Use SampleSequencePottsMPNNParams for sample_seqs.py. The params object mirrors the upstream YAML structure and exposes nested model and inference attributes for IDE autocomplete.

from protflow.poses import Poses
from protflow.jobstarters import LocalJobStarter
from protflow.tools import PottsMPNN, SampleSequencePottsMPNNParams

jobstarter = LocalJobStarter(max_cores=2)

poses = Poses(
    poses="/path/to/input_pdbs/",
    glob_suffix="*.pdb",
    work_dir="/path/to/output_dir/",
    jobstarter=jobstarter,
)

params = SampleSequencePottsMPNNParams()
params.inference.num_samples = 4
params.inference.temperature = 0.1
params.model.check_path = "vanilla_model_weights/pottsmpnn_msa_20.pt"

runner = PottsMPNN()
poses = runner.run(
    poses=poses,
    prefix="potts_design",
    params=params,
)

print(poses.df[["poses_description", "potts_design_sequence", "potts_design_location"]])
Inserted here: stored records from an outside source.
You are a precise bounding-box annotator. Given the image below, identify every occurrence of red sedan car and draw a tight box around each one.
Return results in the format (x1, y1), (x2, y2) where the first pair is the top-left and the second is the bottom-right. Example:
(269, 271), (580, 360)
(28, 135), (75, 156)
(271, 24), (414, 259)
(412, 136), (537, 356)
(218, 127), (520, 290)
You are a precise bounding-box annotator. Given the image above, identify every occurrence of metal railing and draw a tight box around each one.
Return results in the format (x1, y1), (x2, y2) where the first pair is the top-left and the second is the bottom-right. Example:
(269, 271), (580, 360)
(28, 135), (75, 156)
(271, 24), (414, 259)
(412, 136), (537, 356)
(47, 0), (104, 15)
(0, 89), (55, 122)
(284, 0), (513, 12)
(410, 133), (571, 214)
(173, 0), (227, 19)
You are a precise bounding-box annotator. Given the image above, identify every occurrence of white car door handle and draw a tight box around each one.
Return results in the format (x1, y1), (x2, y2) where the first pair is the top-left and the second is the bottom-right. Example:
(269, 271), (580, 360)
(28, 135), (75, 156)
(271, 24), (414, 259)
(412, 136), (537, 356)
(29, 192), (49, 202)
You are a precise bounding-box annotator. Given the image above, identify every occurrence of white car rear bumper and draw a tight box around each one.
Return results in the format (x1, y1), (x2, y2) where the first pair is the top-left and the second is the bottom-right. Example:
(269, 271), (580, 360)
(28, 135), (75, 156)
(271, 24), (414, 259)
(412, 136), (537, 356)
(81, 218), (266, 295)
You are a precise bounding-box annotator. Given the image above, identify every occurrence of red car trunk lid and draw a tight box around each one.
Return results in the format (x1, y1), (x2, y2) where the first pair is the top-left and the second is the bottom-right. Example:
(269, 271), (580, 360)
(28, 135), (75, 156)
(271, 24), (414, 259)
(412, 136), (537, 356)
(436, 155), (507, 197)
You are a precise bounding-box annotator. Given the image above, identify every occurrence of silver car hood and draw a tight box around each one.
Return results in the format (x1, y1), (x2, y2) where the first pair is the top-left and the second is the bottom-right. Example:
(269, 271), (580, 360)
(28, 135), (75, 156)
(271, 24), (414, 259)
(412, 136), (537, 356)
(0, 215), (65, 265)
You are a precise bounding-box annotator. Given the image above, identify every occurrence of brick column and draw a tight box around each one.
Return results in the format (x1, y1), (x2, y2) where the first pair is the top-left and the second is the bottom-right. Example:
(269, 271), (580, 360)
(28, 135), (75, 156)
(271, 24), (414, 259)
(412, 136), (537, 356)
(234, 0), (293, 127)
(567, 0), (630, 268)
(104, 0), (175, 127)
The location column points to per-sequence FASTA files written by ProtFlow. If PottsMPNN also writes optimized sequences, those are collected in {prefix}_optimized_potts_sequence columns.

Pose-Specific Settings

Use PoseCol when a PottsMPNN parameter should be filled from a Poses.df column. The *_custom fields are ProtFlow helpers: they are converted into temporary JSON files and passed to the matching upstream *_json config key.

from protflow.tools import PoseCol, SampleSequencePottsMPNNParams

poses.df["fixed_positions"] = [
    {"A": [10, 11, 12]},
    {"A": [25, 26]},
]

params = SampleSequencePottsMPNNParams()
params.inference.fixed_positions_custom = PoseCol("fixed_positions")

poses = runner.run(
    poses=poses,
    prefix="potts_fixed",
    params=params,
)

When all pose-specific values are stored in batch-compatible *_custom fields, the runner can batch multiple poses per config. Pose-specific scalar fields, such as params.inference.temperature = PoseCol("temperature"), are written as one config per pose.

Chain Design JSON

PottsMPNN accepts chain-design information either through input_list entries or chain_dict_json. ProtFlow manages input_list automatically. To pass pose-specific chain dictionaries, use chain_dict_custom:

poses.df["chain_design"] = [
    [["A"], ["B"]],
    [["A", "B"], []],
]

params = SampleSequencePottsMPNNParams()
params.chain_dict_custom = PoseCol("chain_design")

poses = runner.run(
    poses=poses,
    prefix="potts_chain_design",
    params=params,
)

Energy Prediction

Use EnergyPredictionPottsMPNNParams with script="energy_prediction". You can provide either mutant_csv or mutant_fasta. If both are None, upstream PottsMPNN performs a deep mutational scan.

from protflow.tools import EnergyPredictionPottsMPNNParams

params = EnergyPredictionPottsMPNNParams()
params.mutant_csv = "/path/to/mutations.csv"
params.inference.ddG = True
params.inference.mean_norm = False

poses = runner.run(
    poses=poses,
    prefix="potts_energy",
    script="energy_prediction",
    params=params,
)

print(poses.df[[
    "poses_description",
    "potts_energy_energy_prediction_scorefile",
    "potts_energy_energy_prediction_n_mutations",
]])

The returned scorefile column points to one JSON sidecar per input pose. Each sidecar contains the full table read from PottsMPNN’s *_scores.csv output.

API Reference

See protflow.tools.pottsmpnn for the full autodoc API, including all parameter dataclasses and score-collection helpers.